Eighth-grader Robert Nay, who also happens to be a young musical prodigy -- he plays piano, trumpet and mandolin -- said he was inspired by his enthusiasm for electronic games in general and his interest in tinkering with computers.
“I just wanted to make an iPhone app. I thought it would be cool. And I wanted to see if I could do it,” Robert said in a recent interview with Reuters. “I played games that were similar to it. I just took what I liked from different games, and, like, add my own stuff.”
But Robert’s “Bubble Ball,” a puzzle and game of strategy that involves the principles of physics in moving a floating bubble from one point to another, is anything but a knock-off of other apps.
“He spent countless hours working on it, and the final product includes more than 4,000 lines of code. He sent it to the Apple app store on December 22. It appeared for download at the app store December 29,” said his mother, Kari Nay.

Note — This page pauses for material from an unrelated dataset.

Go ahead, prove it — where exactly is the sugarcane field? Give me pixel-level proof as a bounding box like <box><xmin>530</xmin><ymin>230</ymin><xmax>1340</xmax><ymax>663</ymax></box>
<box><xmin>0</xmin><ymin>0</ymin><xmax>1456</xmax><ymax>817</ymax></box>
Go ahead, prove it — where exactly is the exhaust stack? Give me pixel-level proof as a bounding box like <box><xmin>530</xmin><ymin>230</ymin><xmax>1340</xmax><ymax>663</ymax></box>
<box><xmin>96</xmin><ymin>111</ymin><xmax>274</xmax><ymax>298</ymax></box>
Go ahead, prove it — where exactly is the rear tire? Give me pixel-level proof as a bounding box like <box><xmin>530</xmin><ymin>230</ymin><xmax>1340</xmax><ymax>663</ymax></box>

Robert first began working on his invention in November.
“Bubble Ball” was downloaded 1 million times in its first two weeks of release from Apple’s iTunes website and has since surpassed the 2-million mark, replacing “Angry Birds” as the site’s most popular free app.
Robert, who also enjoys pizza and books, became interested in computers at an early age and said that most of what he knows about them is self-taught. Not surprisingly, his favorite subject in school is math.
He launched his first website in the third grade, and has earned a reputation as a student techie who is routinely called upon to help teachers with computer problems.
But it was at the public library in his hometown of Spanish Fork, about an hour’s drive south of Salt Lake City, where Robert found the computer technology books and the space to work on his creation.
“It’s neat to know that he’s brought a little fun and happiness to 2 million people,” said Robert’s father, Don.
But Robert is developing a bit of an entrepreneurial spirit, too. He already is working on a new game that may include an “in-app” purchase option for additional game levels for 99 cents.
Asked about his advice to other young people, he hardly looks up while tapping away on his laptop.
“Go for your dreams and do what you want to do,” he says.